After culturing for two more days, extract the cellular RNA according to the protocol of the RNA extraction column RNeasy Mini (Qiagen), and use the DU800 UV-Visible spectroscopy system (Beckman) to measure the absorbance. (260 nm / 280 nm) was measured to determine the total RNA amount.

3) Quantification of replicon RNA by Real-time RT-PCR

Real-time RT-PCR is a primer that amplifies part of the HCV gene sequence

This was performed by a combination of probes to be captured (all manufactured by Takara Shuzo). The RNA extracted in 2) was diluted with RNase inhibitor-containing NF water to 25 ng /// l, and 2 μl was dispensed into a 384 μl PCR plate. The reaction solution for RT-PCR was prepared by mixing TaqMan Ez RT-PCR Core Reagent (Applied Biosystems) according to the protocol and adding 8 μl each. RT-PCR was performed using the ABI PRISM 7900HT sequence detection system (Applied Biosystems) to quantify HCV replicon RNA. For the calibration curve, synthetic HCV RNA was diluted 10-fold and used. The negative control was reacted without the addition of RNA.

4) Quantification of endogenous control RNA

Glyceraldehyde-3-phosphate dehydrogenase (GAPDH) mRNA in the same way as 3) as an intrinsic juo control! "eal—time RT—Quantified by PCR. Primer and probe used were TaqMan GAPDH control reagent from Applied Biosystems. The standard curve was prepared by diluting the control RNA attached to the kit 10-fold. Negative control was performed without the addition of RNA.
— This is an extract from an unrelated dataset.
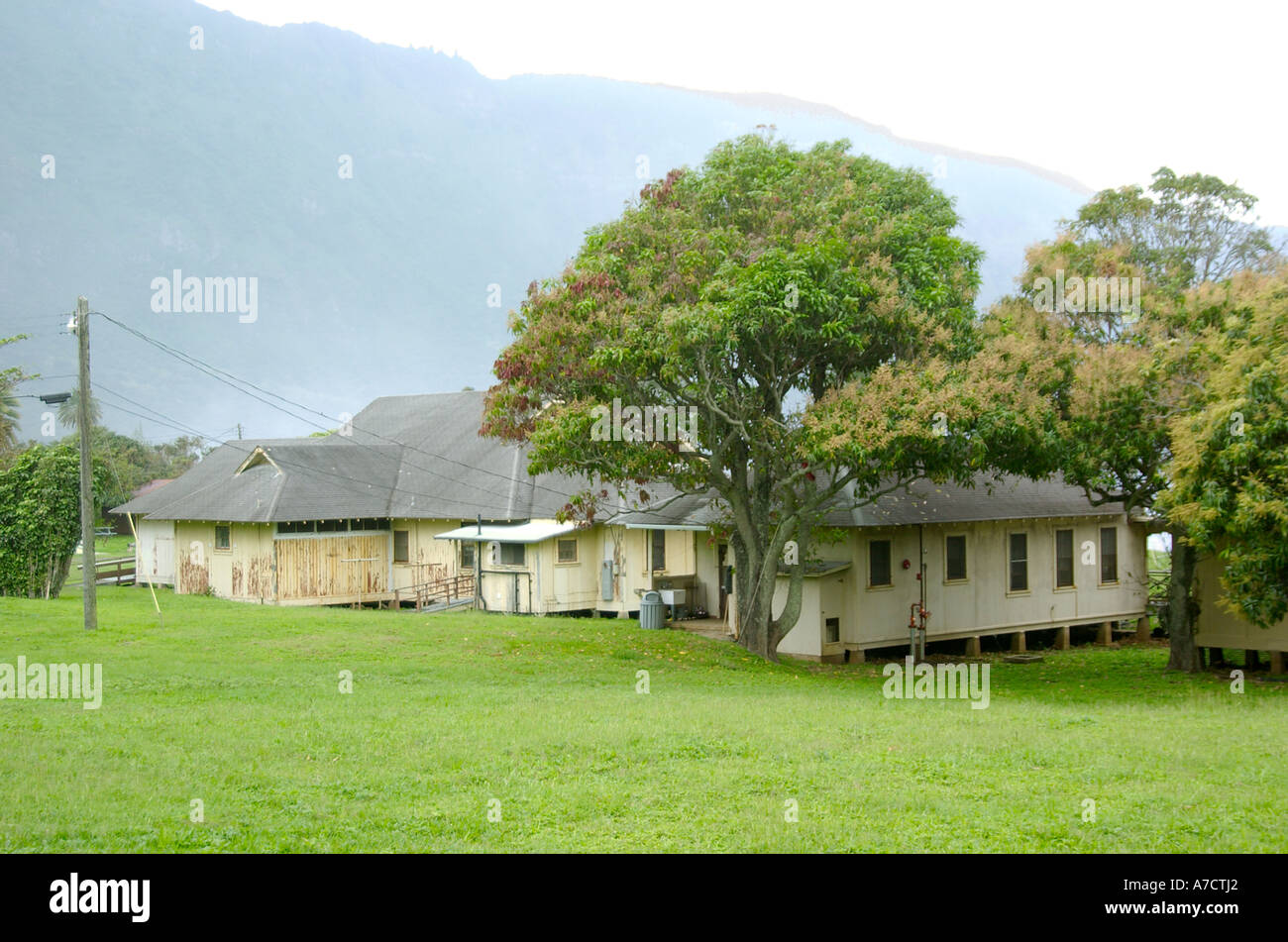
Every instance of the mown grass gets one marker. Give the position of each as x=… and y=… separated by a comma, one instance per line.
x=239, y=706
HCV replicon-expressing cells were cultured under the same conditions as in the evaluation system for replicon replication inhibitory activity, and the cells were dispersed with 0.05% Trypsin-0.5 mM EDTA, stained with 0.1% erythrocyte syn-PBS (-), and the number of live cells Was illuminated under a microscope.

Test results

The concentration of the drug showing 50% RNA level relative to the control (DMS0 only, no drug added) with respect to the value obtained by correcting the quantitative value of the replicon RNA with the quantitative value of the endogenous control (GAPDH). Was calculated from the plot and used as the EC50 value. The cytotoxicity was calculated by plotting the drug concentration at which the number of viable cells showed a 50% level relative to the control (only DMS0 without drug added group) as the CC50 value.
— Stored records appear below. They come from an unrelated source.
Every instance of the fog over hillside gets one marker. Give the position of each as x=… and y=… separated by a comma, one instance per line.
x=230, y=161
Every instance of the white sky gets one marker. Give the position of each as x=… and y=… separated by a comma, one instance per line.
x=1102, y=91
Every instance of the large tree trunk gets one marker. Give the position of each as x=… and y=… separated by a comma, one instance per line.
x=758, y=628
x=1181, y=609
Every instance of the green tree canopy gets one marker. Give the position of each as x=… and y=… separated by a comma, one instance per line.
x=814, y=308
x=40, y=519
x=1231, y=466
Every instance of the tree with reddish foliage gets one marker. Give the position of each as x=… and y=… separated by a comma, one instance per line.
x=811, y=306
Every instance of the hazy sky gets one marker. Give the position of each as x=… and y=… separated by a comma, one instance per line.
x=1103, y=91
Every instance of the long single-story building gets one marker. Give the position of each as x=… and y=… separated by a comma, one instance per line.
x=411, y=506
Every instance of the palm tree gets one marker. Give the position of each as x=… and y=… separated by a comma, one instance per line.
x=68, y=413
The results are shown in Table 1.

【table 1 】

HCV replicon replication inhibitory activity:

EC50 (μΜ) Test compound <0.5 The results of the above test examples showed that the compound (I) of the present invention or a salt thereof had anti-hepatitis C virus activity.

Claims

Scope of claim General formula (I) below

A preventive and / or therapeutic agent for hepatitis C or a therapeutic agent comprising the compound (I) or a salt thereof represented by the following formula:

2. Use of the compound (I) or a salt thereof according to claim 1 for the manufacture of a medicament for preventing or treating hepatitis C.
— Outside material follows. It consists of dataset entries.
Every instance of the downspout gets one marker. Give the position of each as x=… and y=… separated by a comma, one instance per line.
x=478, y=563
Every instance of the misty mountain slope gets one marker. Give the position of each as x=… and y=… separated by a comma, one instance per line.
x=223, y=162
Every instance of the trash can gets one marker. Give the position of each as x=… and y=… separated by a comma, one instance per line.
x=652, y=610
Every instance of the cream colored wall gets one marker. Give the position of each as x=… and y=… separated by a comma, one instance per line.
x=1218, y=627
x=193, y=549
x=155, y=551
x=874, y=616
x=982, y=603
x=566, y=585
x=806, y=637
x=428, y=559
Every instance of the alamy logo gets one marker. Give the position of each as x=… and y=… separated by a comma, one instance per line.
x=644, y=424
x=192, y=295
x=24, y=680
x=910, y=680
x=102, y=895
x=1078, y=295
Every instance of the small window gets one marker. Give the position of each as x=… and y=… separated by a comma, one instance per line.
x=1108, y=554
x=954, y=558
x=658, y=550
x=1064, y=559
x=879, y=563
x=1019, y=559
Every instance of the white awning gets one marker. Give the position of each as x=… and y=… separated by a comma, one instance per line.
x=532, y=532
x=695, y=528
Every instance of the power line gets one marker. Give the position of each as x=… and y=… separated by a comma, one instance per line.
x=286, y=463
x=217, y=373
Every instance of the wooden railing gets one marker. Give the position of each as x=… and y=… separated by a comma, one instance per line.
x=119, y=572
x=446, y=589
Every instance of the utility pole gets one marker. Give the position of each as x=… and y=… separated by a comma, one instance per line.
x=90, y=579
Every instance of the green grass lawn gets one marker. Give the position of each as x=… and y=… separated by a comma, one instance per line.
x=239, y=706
3. A method for preventing and / or treating hepatitis C, which comprises administering the compound (I) according to claim 1 or a salt thereof to a human or an animal.

4. A commercial package consisting of a functional book stating that the compound (I) or a salt thereof according to claim 1 is or is to be used for the prevention and / or treatment of hepatitis C. Goods.